I agree with what Chris says.

I continue mapping with the tagging scheme I use until someone messages me
as a discussion. By ignoring current usage (regarded with more reverence
than the wiki) your consumption will potentially miss new data that mapper
adds, they will likely be unaware of your mass manual edit.

As an occasional data consumer, I have also used tags on non-public
projects because I once looked at a local area (or did mapping of it
myself) and saw what was used. Why is it fair that you break my system
without even contacting people who mapped with those tags?

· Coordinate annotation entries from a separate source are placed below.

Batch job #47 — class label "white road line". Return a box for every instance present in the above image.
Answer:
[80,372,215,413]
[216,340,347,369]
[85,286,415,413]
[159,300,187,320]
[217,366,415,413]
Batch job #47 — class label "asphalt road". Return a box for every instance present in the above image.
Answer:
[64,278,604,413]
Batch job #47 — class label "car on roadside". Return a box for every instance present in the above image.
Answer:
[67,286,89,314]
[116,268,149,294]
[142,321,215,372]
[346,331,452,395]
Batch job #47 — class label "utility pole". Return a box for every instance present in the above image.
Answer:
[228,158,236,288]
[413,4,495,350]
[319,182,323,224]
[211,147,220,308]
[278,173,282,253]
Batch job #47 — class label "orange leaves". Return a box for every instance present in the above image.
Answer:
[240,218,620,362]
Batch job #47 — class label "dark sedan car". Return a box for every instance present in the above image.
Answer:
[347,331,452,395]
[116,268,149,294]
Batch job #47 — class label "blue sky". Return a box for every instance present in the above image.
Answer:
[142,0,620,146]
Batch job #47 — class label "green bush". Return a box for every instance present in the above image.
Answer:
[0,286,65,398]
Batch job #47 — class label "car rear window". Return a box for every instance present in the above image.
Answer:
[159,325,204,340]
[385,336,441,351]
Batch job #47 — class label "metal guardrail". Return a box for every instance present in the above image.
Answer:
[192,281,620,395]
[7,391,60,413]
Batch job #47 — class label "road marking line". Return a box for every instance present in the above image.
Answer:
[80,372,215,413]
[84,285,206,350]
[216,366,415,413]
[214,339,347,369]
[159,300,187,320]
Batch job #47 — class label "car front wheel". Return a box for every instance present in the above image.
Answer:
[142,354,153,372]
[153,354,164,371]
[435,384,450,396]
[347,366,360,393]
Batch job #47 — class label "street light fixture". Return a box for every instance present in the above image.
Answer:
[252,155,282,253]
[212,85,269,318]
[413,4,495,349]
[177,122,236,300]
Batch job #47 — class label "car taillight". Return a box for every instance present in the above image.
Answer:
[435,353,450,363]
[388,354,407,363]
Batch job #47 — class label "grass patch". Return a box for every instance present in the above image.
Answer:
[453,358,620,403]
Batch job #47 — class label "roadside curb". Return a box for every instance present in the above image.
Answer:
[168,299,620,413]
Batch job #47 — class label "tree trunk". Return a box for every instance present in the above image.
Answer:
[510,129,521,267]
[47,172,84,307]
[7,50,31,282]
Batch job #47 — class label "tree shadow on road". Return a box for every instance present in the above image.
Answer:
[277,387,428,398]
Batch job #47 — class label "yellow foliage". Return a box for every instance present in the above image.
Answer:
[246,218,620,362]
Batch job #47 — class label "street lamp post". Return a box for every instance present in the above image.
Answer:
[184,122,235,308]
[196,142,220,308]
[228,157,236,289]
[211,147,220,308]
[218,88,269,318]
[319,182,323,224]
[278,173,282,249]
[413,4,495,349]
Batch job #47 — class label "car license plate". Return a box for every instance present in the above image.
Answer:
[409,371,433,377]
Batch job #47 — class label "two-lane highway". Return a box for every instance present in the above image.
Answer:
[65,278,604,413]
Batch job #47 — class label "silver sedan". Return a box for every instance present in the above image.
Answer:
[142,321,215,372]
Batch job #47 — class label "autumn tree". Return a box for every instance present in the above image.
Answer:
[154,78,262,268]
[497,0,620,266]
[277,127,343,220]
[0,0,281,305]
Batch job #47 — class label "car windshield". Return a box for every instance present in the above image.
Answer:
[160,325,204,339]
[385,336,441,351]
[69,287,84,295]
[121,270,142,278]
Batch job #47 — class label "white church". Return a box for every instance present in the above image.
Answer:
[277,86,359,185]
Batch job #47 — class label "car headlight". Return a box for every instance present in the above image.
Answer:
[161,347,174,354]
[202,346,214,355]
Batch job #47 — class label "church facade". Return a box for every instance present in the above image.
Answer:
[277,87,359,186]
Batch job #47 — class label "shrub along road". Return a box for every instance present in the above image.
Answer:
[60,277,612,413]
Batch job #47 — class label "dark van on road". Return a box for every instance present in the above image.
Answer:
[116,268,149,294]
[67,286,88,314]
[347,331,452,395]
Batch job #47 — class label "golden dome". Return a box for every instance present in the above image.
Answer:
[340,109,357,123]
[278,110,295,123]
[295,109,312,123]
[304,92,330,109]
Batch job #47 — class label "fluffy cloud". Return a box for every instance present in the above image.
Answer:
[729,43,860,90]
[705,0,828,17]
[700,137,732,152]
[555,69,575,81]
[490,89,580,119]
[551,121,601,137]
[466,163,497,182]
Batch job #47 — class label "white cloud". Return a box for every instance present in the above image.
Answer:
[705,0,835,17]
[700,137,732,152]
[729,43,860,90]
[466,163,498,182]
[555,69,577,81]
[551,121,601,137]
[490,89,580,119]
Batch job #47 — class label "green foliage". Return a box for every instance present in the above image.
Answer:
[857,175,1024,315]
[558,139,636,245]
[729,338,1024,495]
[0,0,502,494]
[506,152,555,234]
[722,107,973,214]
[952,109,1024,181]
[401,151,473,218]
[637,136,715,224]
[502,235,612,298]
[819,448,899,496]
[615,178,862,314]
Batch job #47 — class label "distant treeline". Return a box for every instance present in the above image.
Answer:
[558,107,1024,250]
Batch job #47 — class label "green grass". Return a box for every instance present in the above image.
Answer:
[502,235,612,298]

>From the east coast main line,
Gregory.

On Oct 13, 2016 6:53 PM, "Chris Hill" <o...@raggedred.net> wrote:

> Stuart, You explained your idea (thanks for emailing first) and you added
> 'in case anyone has any violent objections'. I voiced my objection. I'm not
> in charge nor am I the OSM Police, you should proceed as you see fit and so
> will I.
>
> I have written about this process more than once in the past, for example
> http://chris-osm.blogspot.co.uk/2012/01/homogenised-data-no-thanks.html
>
> Cheers, Chris (chillly)
>
> On 13/10/16 18:33, Stuart Reynolds wrote:
>
>> Dave, yes - sorry. Mistyped what I had been sent. It is only 127, two of
>> which are one single instance of access:psv:bus, which surely ought to be
>> just bus=*, and one single instance of access:psv:maxweight
>>
>> Chris - I will quite happily build in different tagging schemes if I feel
>> that the tagging is correct and likely to be repeated elsewhere. But I
>> don’t believe that this is. It is unexpected, and it is undocumented. I
>> haven’t looked to see if it is one user, or 127 different users. But either
>> way it is at most 127 out of the 40,000 contributors that we apparently had
>> last month according to a different thread today. And the whole purpose of
>> me asking was, anyway, to find out if people had a real need to tag in this
>> unusual way before I changed it, rather than to be told that if you found
>> me doing it, you’d /insist/ [my italics] on it being reverted.
>>
>> Regards,
>> Stuart Reynolds
>> for traveline south east & anglia
>>
>>
>>
>> On 13 Oct 2016, at 18:07, Dave F <davefoxfa...@btinternet.com <mailto:
>>> davefoxfa...@btinternet.com>> wrote:
>>>
>>> Stuart
>>> I'm only returning 127 (Worldwide) & 29 (UK, 24 Nottingham)
>>> Compared with 77857 for psv=*
>>>
>>> Chris
>>> If they're to signify different entries, what are those differences.
>>> If they're for the same entity what is the advantage of access:psv. If
>>> there is none, they should be change as clearly more users are expecting
>>> psv=*
>>>
>>> If the changes are to a more popular or useful tag, then there's no
>>> harm. With fewer tags, it makes it easier for a consumer to validate the
>>> data.
>>>
>>> DaveF.
>>>
>>>
>>> On 13/10/2016 17:38, Chris Hill wrote:
>>>
>>>> Please don't change the tags to suit your application. If every data
>>>> consumer changed the tags they don't like it would be mayhem. If you edit
>>>> tags and by doing that you upset a single mapper, that is a disaster -
>>>> mappers are our most precious resource.
>>>>
>>>> Change your processing to include both types of tagging. It is not hard
>>>> to do, you write the code once and use it whenever you need to in the
>>>> future.
>>>>
>>>> Cheers, Chris (chillly)
>>>>
>>>> On 13 October 2016 17:12:21 BST, Stuart Reynolds <
>>>> stu...@travelinesoutheast.org.uk> wrote:
>>>>
>>>>     Greetings all!
>>>>
>>>>     In Nottingham in particular there are a number of roads marked
>>>>     with access:psv tags. This is unusual, in that I would normally
>>>>     expect to see simply psv=* on these roads - and more importantly
>>>>     (to me) so would my contractor who is importing the data. I’ve
>>>>     checked the wiki for “access” and it seems to agree with the
>>>>     contractor that psv=* is the preferred tagging scheme.
>>>>
>>>>     There are only 275 instances of access:psv worldwide, and I
>>>>     propose to change those (manually) in the areas that I am
>>>>     concerned about in the UK. This is just to let you know, in case
>>>>     anyone has any violent objections or wonders what I am up to.